Janis and I also went to see Chef this weekend.  Now that was a good movie for an old man.  It was a touching story about a divorced dad getting to know his young son that he’d been neglecting because of work.  Jon Favreau plays a creative chef, Carl Casper, stuck in job cooking the same menu for ten years.  Carl gets in a internet feud with Oliver Platt, who plays Ramsey Michel, a vicious food critic blogger.  Carl bonds with his son Percy, played by Emjay Anthony, who teaches his dad about Twitter.  Then Carl inspires Percy to learn to cook.  Slowly the film becomes emotional rewarding, and a film worth watching by an old guy.  The theater I saw Chef at was small, but most the seats were filled with older people, and some of them even clapped at the end.  I’m not sure young people would have liked this film, but I doubt we’ll know, because it’s not the kind they’ll go see.  No guns, no car chases, no buff bods, no Wile E. Coyote violence.

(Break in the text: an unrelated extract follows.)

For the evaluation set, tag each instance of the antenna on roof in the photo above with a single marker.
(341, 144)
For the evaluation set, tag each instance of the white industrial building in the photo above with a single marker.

This afternoon I plan to go see Belle with three lady friends.  Even if I wasn’t hanging out with women, I’d want to see this one.  As an old guy, a well done historical film is actually a type of movie that makes me want to go out to the movies.  The older I get the more I like realism.  I prefer documentaries, or very accurate historical dramas.  You’d think it would be the other way around.  That young people would crave realistic movies to learn about life, and old people would want escapist fantasies.  Maybe I’ve given up on escapist fantasies because the older I get the less reason I believe that they will ever come true.  Even if I owned a whole arsenal of weapons and an elegant collection of spandex attire, and even had real bulging muscles to stretch out my costumes, I could never be a superhero.  It’s about as realistic as trying to fantasize that beautiful young women would want to have sex with my ugly old body. 

But I can relate to a clueless dad learning to Twitter from a ten year old.

JWH 5/26/14

2 thoughts on “Movies for Old Men”

  1. Jim, I’m one of your Sci-Fi book club friends. I heard an interview with Jon Favreau about his movie on PBS a couple of days ago, and it made me want to see the movie. He talked about working hard to get the cooking part “real”–not copper pans and whisks, but Vita-mixes and pots. The level of thought and planning and care made me want to go.